Forum Moderators: open

Message Too Old, No Replies

Hitwise Spider

How do you block

         

RichTC

4:57 pm on Oct 20, 2006 (gmt 0)

WebmasterWorld Senior Member 10+ Year Member



Hi all,

Anyone know how hitwise collects data from your site regarding search activity to your pages?

I would like to block its spider from providing it with data from a number of sites but dont know what its called or how i can identify it from site stats

Anyone know or managed to block it only im fed up now of it giving market data to competitors for them to copy - time to squash it i think.

Thanks in advance

wilderness

7:07 pm on Oct 20, 2006 (gmt 0)

WebmasterWorld Senior Member 10+ Year Member Top Contributors Of The Month



Haven't a clue.

One of their informational pages

http ://researchstore.hitwise.com/

Go to lower left corner of page and enter a domain.
Then view your logs and see what that came in as.

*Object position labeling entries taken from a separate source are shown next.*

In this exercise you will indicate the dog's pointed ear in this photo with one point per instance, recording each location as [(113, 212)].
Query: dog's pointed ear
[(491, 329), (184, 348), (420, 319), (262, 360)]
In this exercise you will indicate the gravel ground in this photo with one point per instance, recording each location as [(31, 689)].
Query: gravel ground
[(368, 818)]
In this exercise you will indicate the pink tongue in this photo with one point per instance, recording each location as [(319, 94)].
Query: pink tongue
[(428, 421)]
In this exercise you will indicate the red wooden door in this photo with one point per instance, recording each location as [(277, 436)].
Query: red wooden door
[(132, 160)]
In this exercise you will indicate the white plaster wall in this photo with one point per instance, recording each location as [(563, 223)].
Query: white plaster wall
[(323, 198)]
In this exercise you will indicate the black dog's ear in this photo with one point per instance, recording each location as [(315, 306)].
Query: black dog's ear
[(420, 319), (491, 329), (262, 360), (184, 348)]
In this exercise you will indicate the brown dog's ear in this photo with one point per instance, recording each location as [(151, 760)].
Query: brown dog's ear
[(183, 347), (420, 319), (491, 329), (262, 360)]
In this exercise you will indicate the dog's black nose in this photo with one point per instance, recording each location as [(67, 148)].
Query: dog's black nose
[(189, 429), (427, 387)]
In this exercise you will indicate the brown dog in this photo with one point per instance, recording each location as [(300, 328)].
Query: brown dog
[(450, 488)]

One of mine returned an "error ocurred". I may only assume this is the result of a 403.

You should also keep in mind that their company is worldwide, thus crawlers could feasibly come from anywhere.
If you do a DNS on their domain name you'll see some indifference.

wilderness

8:03 pm on Oct 20, 2006 (gmt 0)

WebmasterWorld Senior Member 10+ Year Member Top Contributors Of The Month



I did not check my logs immediately upon the inquiry and as a result I'm not positive if this is the same or not, however it's the only 403 I have in close proximity.

It hit the main page and two sub-folders, no robots.txt, no images.

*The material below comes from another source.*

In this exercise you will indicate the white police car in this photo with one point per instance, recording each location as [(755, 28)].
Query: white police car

209.85.54.*** - - [20/Oct/2006:11:41:19 -0700] "GET / HTTP/1.1" 403 - "-" "Mozilla/4.0 (compatible; MSIE 5.01; Windows NT 5.0)"

Please note; this Class C range of this provider has a history of being a pest.

Mokita

9:49 pm on Oct 20, 2006 (gmt 0)

10+ Year Member



I tried and got the same error as wilderness.

But I checked my logs immediately and there were no attempts to access the site, blocked or not at that time. I opened the Latest Visitors page, then refreshed it immediately after trying to get a report. To make sure I wasn't missing anything, I also checked the raw logs.

So it seems they are getting their info some other way, at other times.

bhartzer

9:57 pm on Oct 20, 2006 (gmt 0)

WebmasterWorld Senior Member 10+ Year Member



block its spider

I don't think they have a spider--they get their data another way, by having agreements with ISPs and they watch it all at the router level, not through a spider.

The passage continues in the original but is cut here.